ODD(運行設計領域)
ODD(Operational Design Domain:運行設計領域)とは、運転自動化システムが安全に作動するよう設計された前提条件の範囲であり、道路種別・地理・速度域・天候・時間帯・交通状況などの作動条件を定めたものである。
要点(Key Takeaways)
- 自動運転システムが「どの条件下で作動するよう設計されているか」を定めた範囲。SAE J3016が定める概念
- 含まれる条件は環境(天候等)・地理・時間帯・道路や交通の特性などで、限定列挙ではない(SAE公開要約)
- レベル3〜4を理解する鍵。システムはODD内でのみ運転を担い、ODDを外れる際はレベル3=運転者への引継ぎ要請、レベル4=限定条件下で運転者の介入なしに対応する設計
- レベル5はODDによる限定がない(全条件で作動)。
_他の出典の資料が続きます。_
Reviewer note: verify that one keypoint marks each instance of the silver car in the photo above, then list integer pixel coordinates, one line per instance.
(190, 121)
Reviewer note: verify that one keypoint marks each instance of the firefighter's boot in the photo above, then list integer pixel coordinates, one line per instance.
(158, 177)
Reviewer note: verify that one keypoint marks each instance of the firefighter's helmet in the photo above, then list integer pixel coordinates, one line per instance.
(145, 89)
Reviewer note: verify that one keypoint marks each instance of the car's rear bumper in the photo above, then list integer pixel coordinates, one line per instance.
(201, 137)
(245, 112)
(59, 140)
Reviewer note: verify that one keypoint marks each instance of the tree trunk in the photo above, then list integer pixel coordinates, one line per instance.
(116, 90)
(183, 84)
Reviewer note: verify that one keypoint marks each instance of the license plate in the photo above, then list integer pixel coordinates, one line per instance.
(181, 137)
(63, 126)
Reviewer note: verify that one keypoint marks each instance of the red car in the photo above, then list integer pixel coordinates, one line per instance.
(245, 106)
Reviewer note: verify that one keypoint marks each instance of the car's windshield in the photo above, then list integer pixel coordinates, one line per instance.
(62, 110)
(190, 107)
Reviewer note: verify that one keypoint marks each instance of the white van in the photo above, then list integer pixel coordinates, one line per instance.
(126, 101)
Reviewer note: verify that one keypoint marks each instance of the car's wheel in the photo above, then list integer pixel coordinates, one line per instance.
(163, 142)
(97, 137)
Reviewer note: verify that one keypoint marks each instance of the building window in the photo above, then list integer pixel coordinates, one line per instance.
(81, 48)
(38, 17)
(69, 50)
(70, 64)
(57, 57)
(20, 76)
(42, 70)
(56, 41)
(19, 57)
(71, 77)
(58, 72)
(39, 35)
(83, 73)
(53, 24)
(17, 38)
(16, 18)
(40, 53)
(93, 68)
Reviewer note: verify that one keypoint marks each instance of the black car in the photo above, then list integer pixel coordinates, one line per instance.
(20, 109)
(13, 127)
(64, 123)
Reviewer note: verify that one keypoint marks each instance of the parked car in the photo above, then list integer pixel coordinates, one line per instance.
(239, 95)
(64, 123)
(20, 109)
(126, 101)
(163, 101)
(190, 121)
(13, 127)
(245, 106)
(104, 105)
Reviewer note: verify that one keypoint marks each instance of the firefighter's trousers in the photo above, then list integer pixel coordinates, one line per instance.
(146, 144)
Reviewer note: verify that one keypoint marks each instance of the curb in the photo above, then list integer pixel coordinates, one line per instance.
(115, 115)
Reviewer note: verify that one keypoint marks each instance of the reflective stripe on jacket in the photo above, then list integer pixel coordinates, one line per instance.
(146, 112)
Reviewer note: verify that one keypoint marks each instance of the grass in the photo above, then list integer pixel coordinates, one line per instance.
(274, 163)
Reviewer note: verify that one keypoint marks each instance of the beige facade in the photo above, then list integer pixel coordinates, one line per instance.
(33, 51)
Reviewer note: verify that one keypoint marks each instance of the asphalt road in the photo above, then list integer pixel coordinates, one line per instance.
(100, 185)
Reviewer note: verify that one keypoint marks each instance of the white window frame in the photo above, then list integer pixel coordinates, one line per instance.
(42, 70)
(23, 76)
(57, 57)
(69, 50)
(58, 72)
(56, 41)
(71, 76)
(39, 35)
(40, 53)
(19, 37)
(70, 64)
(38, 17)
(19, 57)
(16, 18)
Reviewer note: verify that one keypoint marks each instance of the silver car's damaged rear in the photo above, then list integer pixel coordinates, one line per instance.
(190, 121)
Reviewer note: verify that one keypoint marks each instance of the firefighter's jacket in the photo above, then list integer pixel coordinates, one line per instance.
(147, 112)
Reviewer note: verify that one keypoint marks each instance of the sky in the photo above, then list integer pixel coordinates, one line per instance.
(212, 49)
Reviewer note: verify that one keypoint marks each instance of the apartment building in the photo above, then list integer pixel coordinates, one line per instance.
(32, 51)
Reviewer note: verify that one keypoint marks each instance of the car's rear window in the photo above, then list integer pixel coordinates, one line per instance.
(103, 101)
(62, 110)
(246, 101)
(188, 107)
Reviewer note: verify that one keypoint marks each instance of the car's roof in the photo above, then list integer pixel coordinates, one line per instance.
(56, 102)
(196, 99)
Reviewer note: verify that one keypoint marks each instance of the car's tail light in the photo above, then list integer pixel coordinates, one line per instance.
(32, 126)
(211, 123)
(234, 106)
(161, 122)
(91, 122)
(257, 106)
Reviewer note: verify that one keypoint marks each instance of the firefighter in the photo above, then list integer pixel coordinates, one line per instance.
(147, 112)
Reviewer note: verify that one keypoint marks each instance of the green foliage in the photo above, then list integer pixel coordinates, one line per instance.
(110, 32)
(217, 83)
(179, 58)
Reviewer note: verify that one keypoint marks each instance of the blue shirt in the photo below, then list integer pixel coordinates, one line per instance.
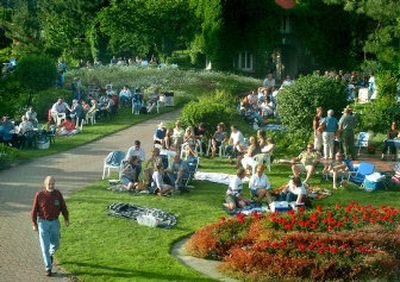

ODDの規格上の厳密な定義は規格本文(有償)に属し未照合
詳細解説
ODD(運行設計領域)は、SAE自動運転レベル(SAE J3016)が定める概念で、運転自動化システムが安全に作動するよう設計された前提条件の範囲を指す。一般に、環境条件(天候・明るさ等)、地理(対応する地域・道路種別)、時間帯、道路や交通の特性などを含むとされる。要するに「このシステムは、どんな条件下で使えるように作られているか」を明文化したものである。
ODDは、とりわけ自動運転(AD)のレベル3〜4を理解する鍵になる。SAE の公開要約に照らすと、レベル3・レベル4のシステムは定められた条件下で運転タスクを担い、その条件——すなわちODD——を外れる場合の振る舞いがレベルを分ける。レベル3はシステムが運転者に引継ぎを要請し、レベル4は限定された条件下で運転者の介入なしに対応する設計とされる。レベル5はODDによる限定がなく、全条件での作動を前提とする。なお、ODDの厳密な規格上の定義や記述方式は規格本文(有償)に属するため、本稿は SAE の公開要約で裏が取れる範囲に限る。
SDVにおける位置づけ
ODDは、SDVにおいて「自動運転機能がどこまで使えるか」を規定する設計上の中心概念である。当初は高速道路の渋滞時など狭いODDから始まり、対応する地理・速度域・気象条件の拡大——すなわちODDの拡張——が、ソフトウェアの改良とOTAアップデートを通じて段階的に進むと期待される。ODDは自動運転の安全論証・型式認証においても中心的な概念であり、「どの条件で安全が保証されるか」を画定する基準として機能する。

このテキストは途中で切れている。